How Large Language Models Actually Work — No PhD Required

Every time you ask ChatGPT, Claude, or Gemini a question, something remarkable happens inside a machine. Billions of numbers shift and interact, and out comes a sentence that feels almost human. But how does it actually work?

It all starts with tokens

Before a language model reads your words, it breaks them into tokens — fragments of text that might be a word, part of a word, or even a single character. "Unbelievable" might become ["Un","belie","vable"]. Each token gets converted into a long list of numbers called a vector — its mathematical identity in the model's world.

The transformer architecture

The secret sauce of every modern LLM is the transformer, introduced by Google researchers in 2017. Its core innovation is self-attention: the ability for every token in a sequence to "look at" every other token and decide how much it should care about it.
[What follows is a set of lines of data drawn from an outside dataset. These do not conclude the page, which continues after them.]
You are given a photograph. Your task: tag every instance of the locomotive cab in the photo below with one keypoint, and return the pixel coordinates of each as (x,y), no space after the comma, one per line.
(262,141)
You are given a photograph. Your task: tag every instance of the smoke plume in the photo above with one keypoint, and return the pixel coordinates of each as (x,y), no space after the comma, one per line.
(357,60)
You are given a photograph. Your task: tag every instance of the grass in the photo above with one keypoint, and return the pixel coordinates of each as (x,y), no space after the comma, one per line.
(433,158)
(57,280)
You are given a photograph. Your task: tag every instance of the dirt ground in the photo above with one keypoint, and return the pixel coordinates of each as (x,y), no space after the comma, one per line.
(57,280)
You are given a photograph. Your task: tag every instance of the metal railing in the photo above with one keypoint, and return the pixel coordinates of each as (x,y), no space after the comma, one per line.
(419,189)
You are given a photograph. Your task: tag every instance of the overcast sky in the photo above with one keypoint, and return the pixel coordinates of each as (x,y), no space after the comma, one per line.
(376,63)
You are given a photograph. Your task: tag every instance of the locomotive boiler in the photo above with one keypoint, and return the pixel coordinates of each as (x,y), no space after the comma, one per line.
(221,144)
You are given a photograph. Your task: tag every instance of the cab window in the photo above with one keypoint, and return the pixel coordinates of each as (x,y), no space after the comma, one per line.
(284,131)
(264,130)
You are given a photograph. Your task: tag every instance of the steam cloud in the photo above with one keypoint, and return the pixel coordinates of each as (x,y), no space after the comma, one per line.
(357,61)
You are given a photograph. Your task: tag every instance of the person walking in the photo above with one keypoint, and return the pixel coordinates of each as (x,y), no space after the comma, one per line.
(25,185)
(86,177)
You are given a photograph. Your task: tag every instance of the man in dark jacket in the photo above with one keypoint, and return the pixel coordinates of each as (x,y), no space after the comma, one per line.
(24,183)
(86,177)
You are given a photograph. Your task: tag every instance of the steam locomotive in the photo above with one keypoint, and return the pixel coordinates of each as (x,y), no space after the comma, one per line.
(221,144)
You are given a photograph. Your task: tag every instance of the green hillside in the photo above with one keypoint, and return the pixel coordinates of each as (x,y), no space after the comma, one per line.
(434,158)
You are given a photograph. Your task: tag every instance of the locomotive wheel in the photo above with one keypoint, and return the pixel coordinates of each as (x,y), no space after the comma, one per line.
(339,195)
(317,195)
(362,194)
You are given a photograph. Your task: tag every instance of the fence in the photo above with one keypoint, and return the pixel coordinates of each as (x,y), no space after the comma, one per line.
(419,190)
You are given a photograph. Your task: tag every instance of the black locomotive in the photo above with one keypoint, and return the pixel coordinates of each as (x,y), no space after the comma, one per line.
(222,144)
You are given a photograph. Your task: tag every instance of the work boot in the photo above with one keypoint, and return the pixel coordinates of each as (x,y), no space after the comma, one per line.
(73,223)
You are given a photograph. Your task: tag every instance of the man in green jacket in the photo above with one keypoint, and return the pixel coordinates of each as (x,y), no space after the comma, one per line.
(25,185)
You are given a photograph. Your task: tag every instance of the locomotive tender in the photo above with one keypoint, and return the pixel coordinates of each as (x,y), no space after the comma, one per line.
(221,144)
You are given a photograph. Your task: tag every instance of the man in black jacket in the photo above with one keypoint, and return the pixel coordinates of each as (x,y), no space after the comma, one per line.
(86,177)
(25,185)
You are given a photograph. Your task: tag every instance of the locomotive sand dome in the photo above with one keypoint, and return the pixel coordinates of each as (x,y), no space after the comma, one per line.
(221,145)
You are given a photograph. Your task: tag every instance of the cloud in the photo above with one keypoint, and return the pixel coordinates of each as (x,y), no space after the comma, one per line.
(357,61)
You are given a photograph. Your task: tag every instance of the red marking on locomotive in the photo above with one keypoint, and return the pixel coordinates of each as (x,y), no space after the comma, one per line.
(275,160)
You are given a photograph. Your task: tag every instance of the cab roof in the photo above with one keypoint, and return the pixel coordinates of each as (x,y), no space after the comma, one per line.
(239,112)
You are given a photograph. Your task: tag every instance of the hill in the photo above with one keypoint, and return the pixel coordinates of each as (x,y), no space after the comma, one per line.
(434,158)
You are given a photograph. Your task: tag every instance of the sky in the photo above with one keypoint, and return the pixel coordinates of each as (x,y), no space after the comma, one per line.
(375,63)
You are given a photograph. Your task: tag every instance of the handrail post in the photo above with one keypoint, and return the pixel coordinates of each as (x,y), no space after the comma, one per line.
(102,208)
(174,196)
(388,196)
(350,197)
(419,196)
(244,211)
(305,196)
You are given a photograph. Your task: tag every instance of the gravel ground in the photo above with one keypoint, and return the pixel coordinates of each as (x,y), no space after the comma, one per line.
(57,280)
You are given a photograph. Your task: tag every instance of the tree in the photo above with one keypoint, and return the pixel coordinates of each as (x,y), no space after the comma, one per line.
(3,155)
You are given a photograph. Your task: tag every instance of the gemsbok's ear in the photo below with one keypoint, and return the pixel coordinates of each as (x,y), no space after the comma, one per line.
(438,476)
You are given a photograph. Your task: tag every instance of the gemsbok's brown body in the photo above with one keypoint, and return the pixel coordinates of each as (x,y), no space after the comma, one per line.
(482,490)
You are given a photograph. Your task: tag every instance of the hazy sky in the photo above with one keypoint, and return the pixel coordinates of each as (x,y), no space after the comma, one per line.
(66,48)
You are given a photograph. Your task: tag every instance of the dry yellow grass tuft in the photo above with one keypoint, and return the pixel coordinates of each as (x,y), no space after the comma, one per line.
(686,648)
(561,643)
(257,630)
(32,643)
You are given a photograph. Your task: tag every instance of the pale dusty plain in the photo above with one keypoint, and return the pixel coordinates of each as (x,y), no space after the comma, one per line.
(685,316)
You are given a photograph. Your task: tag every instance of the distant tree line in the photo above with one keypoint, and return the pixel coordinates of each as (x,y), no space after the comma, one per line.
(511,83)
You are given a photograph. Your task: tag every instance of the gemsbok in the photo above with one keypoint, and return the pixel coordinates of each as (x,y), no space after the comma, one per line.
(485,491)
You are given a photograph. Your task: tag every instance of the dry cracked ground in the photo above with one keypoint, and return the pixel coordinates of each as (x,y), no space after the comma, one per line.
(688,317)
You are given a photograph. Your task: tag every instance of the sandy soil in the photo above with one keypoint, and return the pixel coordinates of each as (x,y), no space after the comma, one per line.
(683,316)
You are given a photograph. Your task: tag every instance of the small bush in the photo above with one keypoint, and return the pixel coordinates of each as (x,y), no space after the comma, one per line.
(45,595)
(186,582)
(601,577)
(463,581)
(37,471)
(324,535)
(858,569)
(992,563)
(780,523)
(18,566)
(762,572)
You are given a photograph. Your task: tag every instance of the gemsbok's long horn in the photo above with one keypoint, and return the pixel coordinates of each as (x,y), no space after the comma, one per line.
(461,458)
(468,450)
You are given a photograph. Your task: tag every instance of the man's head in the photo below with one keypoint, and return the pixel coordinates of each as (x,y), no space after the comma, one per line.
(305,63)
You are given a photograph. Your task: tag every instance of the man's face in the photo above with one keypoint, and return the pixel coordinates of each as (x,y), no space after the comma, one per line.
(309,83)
When processing the word "bank," the model checks whether nearby tokens suggest a riverbank or a financial institution.

Layers upon layers

A transformer isn't one attention mechanism — it's dozens or hundreds stacked on top of each other. GPT-4 reportedly has 96 layers. Each layer refines the representation of every token, building up increasingly abstract understanding: early layers recognize grammar, middle layers understand meaning, and deep layers reason about context and intent.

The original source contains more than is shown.